Restore to the safe_time of the database:

./bin/yb-admin \
    -master_addresses <B_master_addresses> \
    restore_snapshot_schedule <schedule_id> "<safe_time>"

Expect output similar to the following:

{
    "snapshot_id": "034bdaa2-56fa-44fb-a6da-40b1d9c22b49",
    "restoration_id": "e05e06d7-1766-412e-a364-8914691d84a3"
}

Verify that restoration completed successfully by running the following command. Repeat this step until the restore state is RESTORED.

./bin/yb-admin \
    -master_addresses <B_master_addresses> \
    list_snapshot_restorations

Expect output similar to the following:

{
    "restorations": [
        {
            "id": "a3fdc1c0-3e07-4607-91a7-1527b7b8d9ea",
            "snapshot_id": "3ecbfc16-e2a5-43a3-bf0d-82e04e72be65",
            "state": "RESTORED"
        }
    ]
}

Delete the old replication group

./bin/yb-admin \
    -master_addresses <B_master_addresses> \
    delete_universe_replication <replication_group_id>

Fix up sequences and serial columns

Skip this step if you are using xCluster replication automatic mode.

xCluster only replicates sequence data in automatic mode. If you are not using automatic mode, you need to manually adjust the sequence next values on universe B after failover to ensure consistency with the tables using them.

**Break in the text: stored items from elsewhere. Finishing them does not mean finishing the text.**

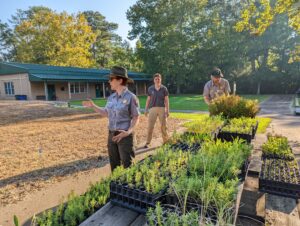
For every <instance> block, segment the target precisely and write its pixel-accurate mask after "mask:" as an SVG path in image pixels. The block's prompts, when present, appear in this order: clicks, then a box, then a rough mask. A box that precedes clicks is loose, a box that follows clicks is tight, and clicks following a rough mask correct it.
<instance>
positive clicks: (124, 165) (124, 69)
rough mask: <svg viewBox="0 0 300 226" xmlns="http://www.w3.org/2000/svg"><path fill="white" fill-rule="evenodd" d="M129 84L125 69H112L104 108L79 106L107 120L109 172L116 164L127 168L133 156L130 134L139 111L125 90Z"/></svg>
mask: <svg viewBox="0 0 300 226" xmlns="http://www.w3.org/2000/svg"><path fill="white" fill-rule="evenodd" d="M131 82H133V80H132V79H130V78H128V75H127V70H126V69H125V68H123V67H118V66H114V67H113V68H112V69H111V71H110V74H109V84H110V86H111V89H112V90H114V91H115V92H114V93H113V94H111V95H110V96H109V97H108V99H107V103H106V106H105V108H100V107H98V106H97V105H95V104H94V103H93V101H91V100H89V101H84V102H83V106H85V107H91V108H93V109H94V110H95V111H96V112H98V113H99V114H100V115H102V116H107V117H108V120H109V125H108V129H109V133H108V142H107V147H108V155H109V160H110V166H111V170H112V171H113V170H114V169H115V168H116V167H117V166H120V165H123V166H124V167H125V168H127V167H129V166H130V165H131V162H132V159H133V158H134V157H135V155H134V142H133V141H134V137H133V132H134V129H135V127H136V125H137V124H138V119H139V115H140V112H139V102H138V99H137V97H136V96H135V95H134V94H133V93H132V92H130V91H129V90H128V88H127V84H128V83H131Z"/></svg>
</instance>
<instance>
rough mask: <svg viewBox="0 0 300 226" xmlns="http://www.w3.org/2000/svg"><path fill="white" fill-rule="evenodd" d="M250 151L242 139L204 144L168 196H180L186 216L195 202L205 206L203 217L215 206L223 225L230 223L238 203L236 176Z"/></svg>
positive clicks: (173, 187) (203, 211) (249, 155)
mask: <svg viewBox="0 0 300 226" xmlns="http://www.w3.org/2000/svg"><path fill="white" fill-rule="evenodd" d="M250 152H251V147H250V146H249V145H246V144H244V143H242V141H239V140H235V141H234V142H221V141H220V140H218V141H216V142H215V143H214V142H213V141H207V142H205V143H204V144H203V145H202V147H201V150H200V151H199V152H197V153H196V154H195V155H193V156H191V158H190V159H189V161H188V163H187V167H188V168H187V171H188V174H187V173H186V174H184V173H182V174H181V175H180V177H179V178H178V179H177V180H176V181H173V182H172V183H171V186H170V189H169V193H171V194H175V195H176V196H177V198H178V200H179V205H180V206H181V208H182V212H183V213H185V212H186V205H187V203H188V202H195V203H199V204H201V206H202V217H205V215H206V213H207V211H211V208H212V207H213V208H216V211H217V212H216V215H218V217H220V219H219V220H220V222H221V221H224V222H228V221H230V219H232V211H231V212H230V211H228V209H230V208H233V205H234V202H235V196H236V193H237V185H238V183H239V180H238V177H237V176H238V174H239V173H240V169H241V167H242V165H243V163H244V161H245V160H246V159H247V158H248V157H249V156H250ZM225 207H226V208H225ZM221 218H222V219H221Z"/></svg>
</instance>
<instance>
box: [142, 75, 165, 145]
mask: <svg viewBox="0 0 300 226" xmlns="http://www.w3.org/2000/svg"><path fill="white" fill-rule="evenodd" d="M161 80H162V76H161V74H159V73H156V74H154V75H153V81H154V85H152V86H150V87H149V88H148V97H147V100H146V107H145V116H148V113H149V116H148V131H147V141H146V144H145V146H144V148H148V147H149V145H150V142H151V140H152V134H153V129H154V125H155V122H156V120H157V118H159V121H160V125H161V133H162V138H163V143H166V142H167V141H168V138H169V137H168V131H167V117H169V92H168V89H167V87H165V86H164V85H162V84H161Z"/></svg>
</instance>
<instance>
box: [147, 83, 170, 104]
mask: <svg viewBox="0 0 300 226" xmlns="http://www.w3.org/2000/svg"><path fill="white" fill-rule="evenodd" d="M148 96H150V104H149V108H152V107H165V97H166V96H169V92H168V89H167V87H165V86H164V85H161V86H160V89H159V90H156V89H155V85H152V86H150V87H149V88H148Z"/></svg>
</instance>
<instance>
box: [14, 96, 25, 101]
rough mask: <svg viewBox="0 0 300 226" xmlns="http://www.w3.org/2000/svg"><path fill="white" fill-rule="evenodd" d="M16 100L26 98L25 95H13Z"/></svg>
mask: <svg viewBox="0 0 300 226" xmlns="http://www.w3.org/2000/svg"><path fill="white" fill-rule="evenodd" d="M15 98H16V100H27V95H15Z"/></svg>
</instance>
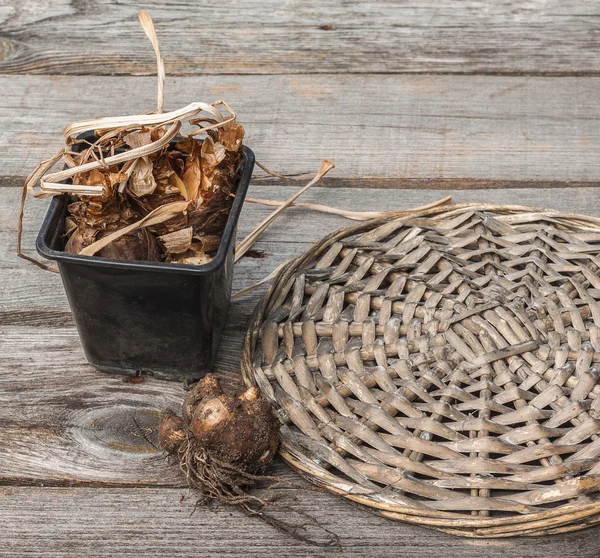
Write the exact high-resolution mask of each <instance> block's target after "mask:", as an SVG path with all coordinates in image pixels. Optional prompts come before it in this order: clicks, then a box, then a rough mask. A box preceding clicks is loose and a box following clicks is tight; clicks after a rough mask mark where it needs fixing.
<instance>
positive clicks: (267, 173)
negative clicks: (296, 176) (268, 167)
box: [246, 161, 291, 199]
mask: <svg viewBox="0 0 600 558" xmlns="http://www.w3.org/2000/svg"><path fill="white" fill-rule="evenodd" d="M254 164H255V165H256V166H257V167H258V168H259V169H262V170H264V171H265V172H266V173H267V174H270V175H271V176H274V177H275V178H281V180H291V179H290V177H289V176H285V175H284V174H279V173H278V172H275V171H272V170H271V169H268V168H267V167H265V166H264V165H263V164H262V163H259V162H258V161H255V162H254ZM246 199H248V198H246Z"/></svg>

For example, if you have a SERIAL column in a table and the highest value in that column after failover is 500, you need to set the sequence associated with that column to a value higher than 500, such as 501. This ensures that new writes on universe B do not conflict with existing data.

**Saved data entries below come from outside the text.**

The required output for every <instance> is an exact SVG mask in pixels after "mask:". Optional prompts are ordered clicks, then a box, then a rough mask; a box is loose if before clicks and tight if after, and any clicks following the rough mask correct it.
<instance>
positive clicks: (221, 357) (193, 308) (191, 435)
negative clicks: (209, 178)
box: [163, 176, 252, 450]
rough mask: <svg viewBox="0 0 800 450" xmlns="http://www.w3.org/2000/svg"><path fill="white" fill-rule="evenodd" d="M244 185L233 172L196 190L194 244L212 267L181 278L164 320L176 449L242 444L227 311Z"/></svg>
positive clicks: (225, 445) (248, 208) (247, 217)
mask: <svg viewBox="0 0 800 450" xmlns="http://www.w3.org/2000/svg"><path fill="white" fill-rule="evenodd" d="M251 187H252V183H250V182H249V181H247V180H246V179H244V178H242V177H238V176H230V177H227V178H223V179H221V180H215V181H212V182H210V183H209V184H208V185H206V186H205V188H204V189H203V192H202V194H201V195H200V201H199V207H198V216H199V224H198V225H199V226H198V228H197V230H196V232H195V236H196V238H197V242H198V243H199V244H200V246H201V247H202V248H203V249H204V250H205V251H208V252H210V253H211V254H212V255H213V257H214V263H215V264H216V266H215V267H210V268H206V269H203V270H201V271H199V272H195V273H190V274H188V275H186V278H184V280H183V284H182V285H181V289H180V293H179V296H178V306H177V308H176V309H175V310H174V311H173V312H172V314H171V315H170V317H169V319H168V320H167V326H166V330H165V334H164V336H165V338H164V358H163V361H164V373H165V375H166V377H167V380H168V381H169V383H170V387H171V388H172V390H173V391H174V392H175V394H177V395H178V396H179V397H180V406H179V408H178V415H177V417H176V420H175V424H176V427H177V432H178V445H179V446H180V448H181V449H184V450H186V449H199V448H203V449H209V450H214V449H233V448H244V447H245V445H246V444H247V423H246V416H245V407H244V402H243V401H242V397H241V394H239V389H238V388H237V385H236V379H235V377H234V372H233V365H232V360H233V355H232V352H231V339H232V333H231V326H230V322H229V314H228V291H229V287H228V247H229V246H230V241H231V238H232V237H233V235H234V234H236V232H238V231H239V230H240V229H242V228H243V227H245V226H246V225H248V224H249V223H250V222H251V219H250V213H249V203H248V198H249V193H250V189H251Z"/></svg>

Use the nextval function to set the sequence next values appropriately.

Switch applications to B

Update the application connection strings to point to the new Primary universe (B).

After completing the preceding steps, the former Standby (B) is the new Primary (active) universe. There is no Standby until the former Primary (A) comes back up and is restored to the correct state.

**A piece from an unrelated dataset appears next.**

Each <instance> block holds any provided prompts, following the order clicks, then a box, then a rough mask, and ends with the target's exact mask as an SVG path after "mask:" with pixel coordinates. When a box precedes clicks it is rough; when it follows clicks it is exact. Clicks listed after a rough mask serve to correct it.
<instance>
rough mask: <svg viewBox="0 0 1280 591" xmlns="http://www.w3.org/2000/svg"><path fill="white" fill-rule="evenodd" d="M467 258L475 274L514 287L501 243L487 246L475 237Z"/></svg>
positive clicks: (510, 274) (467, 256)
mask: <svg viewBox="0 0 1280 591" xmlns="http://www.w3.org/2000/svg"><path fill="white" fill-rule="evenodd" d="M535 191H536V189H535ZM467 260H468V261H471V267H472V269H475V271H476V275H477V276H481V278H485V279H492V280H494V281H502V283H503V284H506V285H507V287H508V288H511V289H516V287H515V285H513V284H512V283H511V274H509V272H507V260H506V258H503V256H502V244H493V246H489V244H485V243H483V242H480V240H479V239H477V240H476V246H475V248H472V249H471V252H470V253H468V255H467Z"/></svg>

Set up reverse replication after A recovers

If the former Primary universe (A) doesn't come back and you end up creating a new cluster in place of A, follow the steps in Set up transactional xCluster.

If universe A is brought back, to bring A into sync with B and set up replication in the opposite direction (B->A), the databases on A need to be dropped and recreated from a backup of B (bootstrap). Before dropping the databases on A, you can analyze them to determine the exact data that was lost by the failover.

When you are ready to drop the databases on A, proceed to the next steps.

Disable point-in-time recovery for the database(s) on A:

./bin/yugabyted configure point_in_time_recovery \
    --disable \
    --database <database_name>

List the snapshot schedules to obtain the schedule ID:

./bin/yb-admin -master_addresses <A_master_addresses> \
    list_snapshot_schedules

Delete the snapshot schedule:

./bin/yb-admin \
    -master_addresses <A_master_addresses> \
    delete_snapshot_schedule <schedule_id>

Drop xCluster streams

Automatic/Semi-automatic
Fully Manual

Drop the replication group on A using the following command:

./bin/yb-admin \
    -master_addresses <A_master_addresses> \
    drop_xcluster_replication <replication_group_id>

You should see output similar to the following:

Outbound xCluster Replication group rg1 deleted successfully

List the CDC streams on A to obtain the list of stream IDs as follows:

./bin/yb-admin \
-master_addresses <A_master_ips> \
list_cdc_streams

For each stream ID, delete the corresponding CDC stream:

./bin/yb-admin \
-master_addresses <A_master_ips> \
delete_cdc_stream <streamID>

Drop the database(s)

Drop the database(s) on A.

Perform setup from B to A

Set up xCluster Replication from the Primary to Standby universe (B to A) by following the steps in Set up transactional xCluster.

If your eventual desired configuration is for A to be the Primary universe and B the Standby, follow the steps for Planned switchover.